Taxi drivers work one of the most hazardous jobs. They are constantly on the road rushing from one location to the next. They depend on random strangers to generate their income and often keep large quantities of cash on hand. Things can get dangerous quickly.
Criminals and thieves, motivated by easy access to money, may attempt to attack and rob taxi drivers. These violent crimes can occur at any time—even during a fare or when the driver is out of the vehicle. Whether you employ taxi drivers or are one yourself, you need to assess and minimise your work-related risks. Arm yourself with the knowledge to stop troublemakers in their tracks.
Taxi drivers provide a valuable public service, one that is too important to be threatened by a few crooks.
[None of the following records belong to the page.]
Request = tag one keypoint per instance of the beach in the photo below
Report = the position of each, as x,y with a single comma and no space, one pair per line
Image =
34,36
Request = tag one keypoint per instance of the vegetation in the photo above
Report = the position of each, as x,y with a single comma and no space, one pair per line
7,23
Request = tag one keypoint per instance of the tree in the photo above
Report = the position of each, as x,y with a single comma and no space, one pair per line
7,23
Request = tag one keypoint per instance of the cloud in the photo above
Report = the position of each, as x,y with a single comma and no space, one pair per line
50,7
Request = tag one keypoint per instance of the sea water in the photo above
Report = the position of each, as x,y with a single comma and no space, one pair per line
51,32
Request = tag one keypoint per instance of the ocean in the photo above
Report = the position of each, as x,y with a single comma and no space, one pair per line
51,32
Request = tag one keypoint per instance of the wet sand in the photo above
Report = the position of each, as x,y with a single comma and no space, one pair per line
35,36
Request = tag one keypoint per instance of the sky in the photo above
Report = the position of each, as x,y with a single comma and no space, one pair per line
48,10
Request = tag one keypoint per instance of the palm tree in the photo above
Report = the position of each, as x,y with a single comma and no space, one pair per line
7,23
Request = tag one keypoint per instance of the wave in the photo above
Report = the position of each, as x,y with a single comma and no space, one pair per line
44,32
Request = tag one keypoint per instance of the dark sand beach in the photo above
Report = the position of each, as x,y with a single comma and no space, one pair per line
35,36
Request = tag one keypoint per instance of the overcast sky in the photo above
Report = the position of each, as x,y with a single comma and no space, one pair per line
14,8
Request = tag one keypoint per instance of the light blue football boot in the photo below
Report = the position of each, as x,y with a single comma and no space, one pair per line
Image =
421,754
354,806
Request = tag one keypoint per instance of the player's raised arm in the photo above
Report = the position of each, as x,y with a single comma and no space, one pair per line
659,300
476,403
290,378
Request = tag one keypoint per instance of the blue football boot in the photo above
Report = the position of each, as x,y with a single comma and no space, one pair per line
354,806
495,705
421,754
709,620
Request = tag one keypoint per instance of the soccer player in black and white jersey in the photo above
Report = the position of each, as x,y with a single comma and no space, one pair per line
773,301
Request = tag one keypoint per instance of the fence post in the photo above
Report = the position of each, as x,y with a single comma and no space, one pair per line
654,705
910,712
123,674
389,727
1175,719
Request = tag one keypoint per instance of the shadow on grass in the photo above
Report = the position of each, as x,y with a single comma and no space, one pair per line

By heeding these safety tips, you can safeguard yourself or your employees and reduce future incidents.
Be alert and aware – Even when you are parked, stay aware of your surroundings. The tiniest detail might be the key to stopping a crime or identifying a perpetrator. Resting between shifts and eating well will help boost your ability to remain alert and aware at all times.
Check all emergency supplies before every shift – Make sure your vehicle has a torch, first-aid kit, mobile phone, etc. Check for proper tyre pressure.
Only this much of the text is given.